A latest research from the University of North Carolina at Chapel Hill indicates that chemical tags in all probability could affect metabolism including cancer development. Apparently, the addition or removal of a certain kind of chemical tag named an acetyl group on metabolic enzymes appears to play a significant part in regulation of cellular metabolism.

Those unaware may want to note that metabolism is the process that shapes how our bodies turn food into energy. Additionally metabolic rates are believed to be present even between normal cells and tumor cells, the mechanism behind which is not really clear.

The novel research could offer important clues that may help scientists understand how normal cells respond to nutrient changes. They may also be able to comprehend the process by which normal cells turn cancerous. This may one day lead to new drugs that starve cancer cells into submission according to the experts.

“We have discovered an entirely new layer of control of metabolism,” commented senior author Yue Xiong, Ph.D., professor of biochemistry and biophysics and a member of the UNC Lineberger Comprehensive Cancer Center. “This process — the acetylation of metabolic enzymes — appears to be highly conserved during evolution and very dynamic, which makes it an ideal target for future drug development. Now if we can identify which enzyme or enzymes are responsible for the difference in metabolism between normal and tumor cells, then we could have new targets for the treating cancer patients.”

Nearly all earlier analysis on acetylation seemed to have centered their attention on the proteins in the nucleus. Seemingly this is where acetyl tags regulate how tightly the DNA’s genetic code is packaged. However Xiong along with Kun-Liang Guan, professor of pharmacology, at the University of California, San Diego began this research with the hypothesis that acetylation must also play a role in the other half of the cell namely the cytoplasm. Hence they separated the nucleus and the cytoplasm of primary liver cells.

Following this, they took a chemical census of the cytoplasm’s contents through a technology called mass spectroscopy. They claim to have recognized a thousand new proteins that were acetylated. This appears to largely expand the previously recognized repertoire of fifty.

The researchers were allegedly overwhelmed at first by such a large number of proteins that could be evaluated. However, they began to notice a pattern remarked Xiong. Almost every metabolic enzyme appeared to have been acetylated. Presumably, this was because their starting material was liver which is known to be an organ rich in metabolic activity.

“We think that acetylation is likely to play a very extensive role in regulation of many different cellular processes, not just metabolism,” mentioned Xiong.

Next, Xiong and his colleagues closely observed at the acetylation of one enzyme from each of the four major metabolic pathways. They uncovered that by changing the metabolic fuels that feed into these pathways, they could probably alter the level of acetylation. Additionally, the scientists found that blocking acetylation chemically or genetically probably affected these metabolic enzymes in many different ways.
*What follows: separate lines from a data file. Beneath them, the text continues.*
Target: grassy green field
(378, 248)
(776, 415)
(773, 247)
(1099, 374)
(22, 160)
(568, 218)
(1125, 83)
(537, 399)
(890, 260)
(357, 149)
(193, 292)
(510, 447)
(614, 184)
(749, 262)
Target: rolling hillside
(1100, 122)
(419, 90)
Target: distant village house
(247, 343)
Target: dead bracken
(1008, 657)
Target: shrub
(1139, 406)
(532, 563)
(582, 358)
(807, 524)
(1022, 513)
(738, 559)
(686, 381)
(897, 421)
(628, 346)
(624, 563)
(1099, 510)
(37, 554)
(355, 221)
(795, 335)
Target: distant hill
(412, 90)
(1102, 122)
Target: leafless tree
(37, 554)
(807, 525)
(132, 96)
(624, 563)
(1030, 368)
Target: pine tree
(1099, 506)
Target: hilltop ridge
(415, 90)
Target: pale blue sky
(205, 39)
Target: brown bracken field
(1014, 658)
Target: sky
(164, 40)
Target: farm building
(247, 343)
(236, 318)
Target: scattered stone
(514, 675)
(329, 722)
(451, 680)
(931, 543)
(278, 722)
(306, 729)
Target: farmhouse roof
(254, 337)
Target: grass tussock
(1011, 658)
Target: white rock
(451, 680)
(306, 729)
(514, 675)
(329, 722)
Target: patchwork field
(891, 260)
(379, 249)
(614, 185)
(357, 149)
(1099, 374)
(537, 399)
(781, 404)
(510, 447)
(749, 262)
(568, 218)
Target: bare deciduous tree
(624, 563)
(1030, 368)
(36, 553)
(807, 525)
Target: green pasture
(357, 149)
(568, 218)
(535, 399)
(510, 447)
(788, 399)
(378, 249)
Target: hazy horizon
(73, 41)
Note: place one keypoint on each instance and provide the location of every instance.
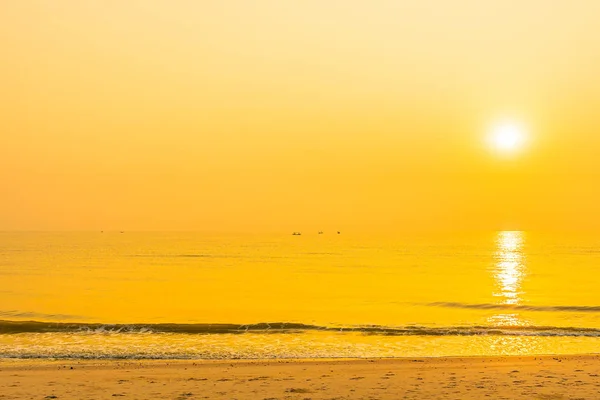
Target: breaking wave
(15, 327)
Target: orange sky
(297, 115)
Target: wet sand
(548, 377)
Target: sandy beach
(548, 377)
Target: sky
(279, 116)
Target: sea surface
(202, 296)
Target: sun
(507, 137)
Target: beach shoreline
(509, 377)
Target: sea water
(215, 296)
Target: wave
(517, 307)
(16, 327)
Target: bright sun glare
(507, 137)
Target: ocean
(141, 295)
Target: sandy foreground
(550, 378)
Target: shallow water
(190, 295)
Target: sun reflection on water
(508, 272)
(510, 269)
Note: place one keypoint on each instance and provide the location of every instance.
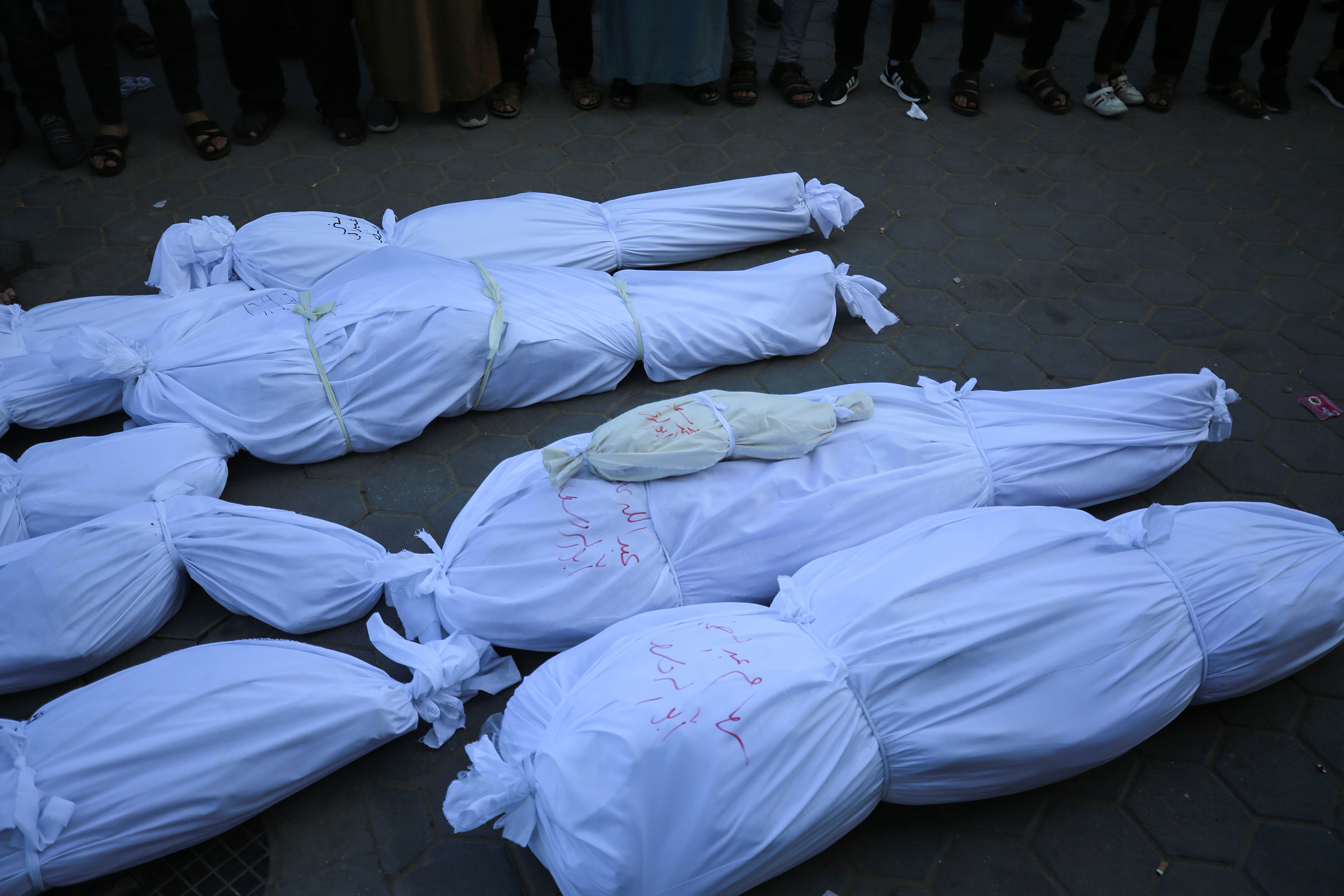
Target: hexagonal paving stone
(1188, 813)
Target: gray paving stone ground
(1023, 249)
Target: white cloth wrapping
(55, 486)
(180, 749)
(971, 655)
(35, 394)
(295, 250)
(73, 600)
(529, 567)
(680, 436)
(405, 338)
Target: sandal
(252, 128)
(788, 78)
(353, 127)
(507, 100)
(209, 129)
(1240, 96)
(136, 41)
(965, 85)
(111, 148)
(584, 89)
(1164, 89)
(704, 95)
(1045, 90)
(743, 80)
(623, 93)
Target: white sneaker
(1126, 90)
(1104, 102)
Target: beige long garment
(427, 53)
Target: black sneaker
(1275, 89)
(1329, 83)
(904, 78)
(838, 86)
(64, 144)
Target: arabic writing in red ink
(734, 716)
(750, 682)
(675, 684)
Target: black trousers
(1177, 25)
(1241, 25)
(91, 30)
(32, 61)
(851, 21)
(978, 32)
(249, 34)
(1119, 36)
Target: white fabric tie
(1141, 533)
(159, 497)
(445, 673)
(616, 241)
(941, 394)
(791, 609)
(35, 816)
(494, 786)
(718, 413)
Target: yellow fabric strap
(492, 292)
(310, 315)
(639, 334)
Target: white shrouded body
(531, 567)
(73, 600)
(687, 435)
(35, 394)
(295, 250)
(699, 750)
(405, 338)
(180, 749)
(55, 486)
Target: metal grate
(233, 864)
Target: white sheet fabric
(405, 336)
(35, 394)
(702, 750)
(55, 486)
(73, 600)
(687, 435)
(295, 250)
(531, 567)
(180, 749)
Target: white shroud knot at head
(194, 254)
(831, 204)
(447, 673)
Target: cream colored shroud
(687, 435)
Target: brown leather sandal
(584, 93)
(1240, 96)
(1160, 93)
(965, 85)
(507, 100)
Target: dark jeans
(573, 25)
(512, 22)
(32, 61)
(851, 21)
(1117, 39)
(1241, 25)
(1177, 25)
(57, 16)
(978, 32)
(249, 32)
(92, 23)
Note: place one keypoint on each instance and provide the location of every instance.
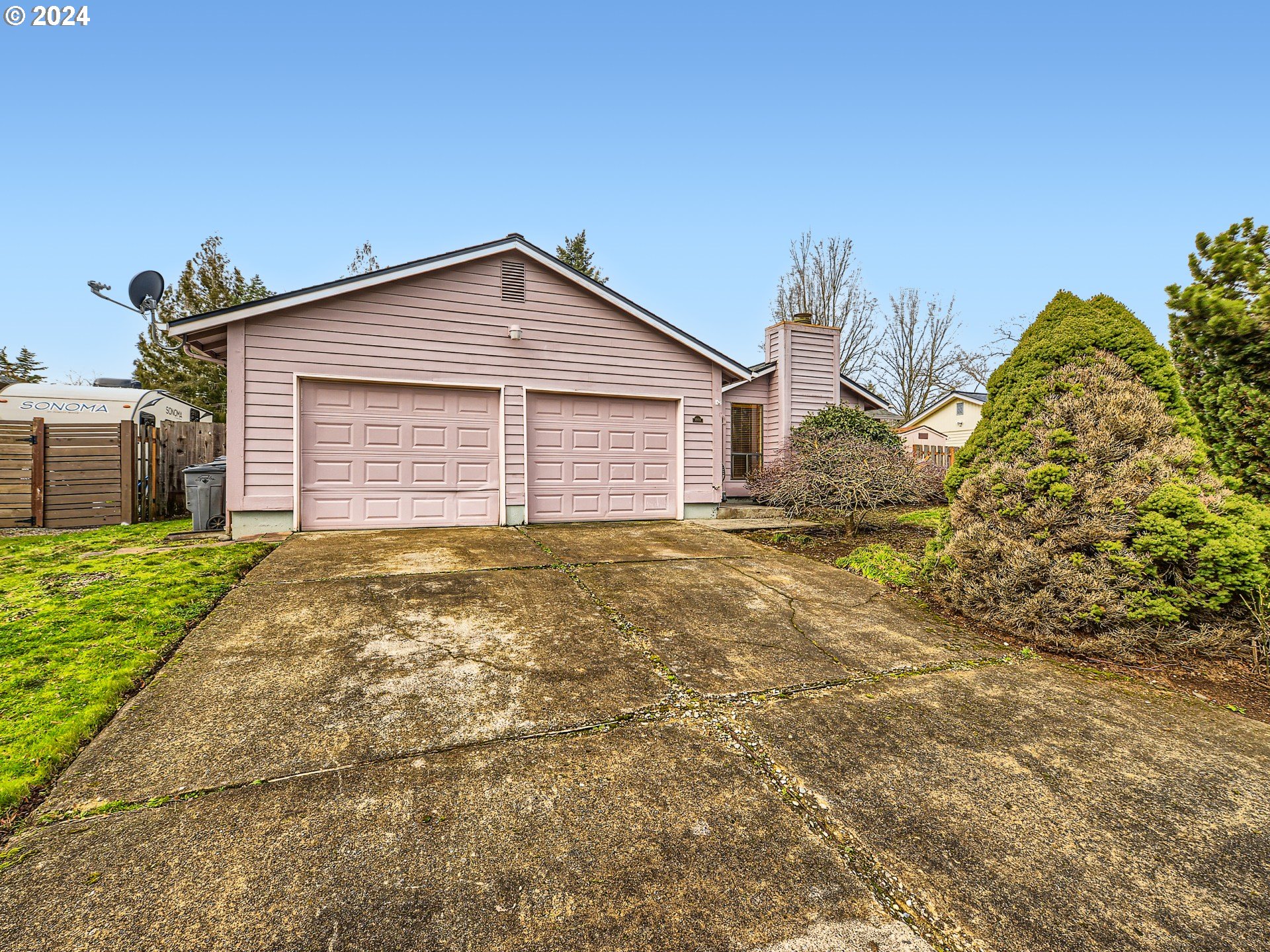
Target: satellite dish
(145, 290)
This was allegedly either by stimulating its activity, inhibiting it, or degrading the protein itself. A suspicion of the scientists is that acetylation could be important for coordinating not only the players within a metabolic pathway but also between different pathways. Furthermore, the next step by the researchers is to take forward their finding in normal cells where they hope to see how their analysis can be informed of tumor cells.

In the process of observing each metabolic enzyme one at a time, the researchers intend to view the one that may exhibit the most disparate acetylation patterns between normal and cancer cells. After this, they will then try to employ the same proteins that tack on or pull off those acetyl groups. These are named acetylases or deacetylases to modify acetylation and thwart cancer development respectively.

The research is slated to appear in the Feb. 19 issue of the journal Science.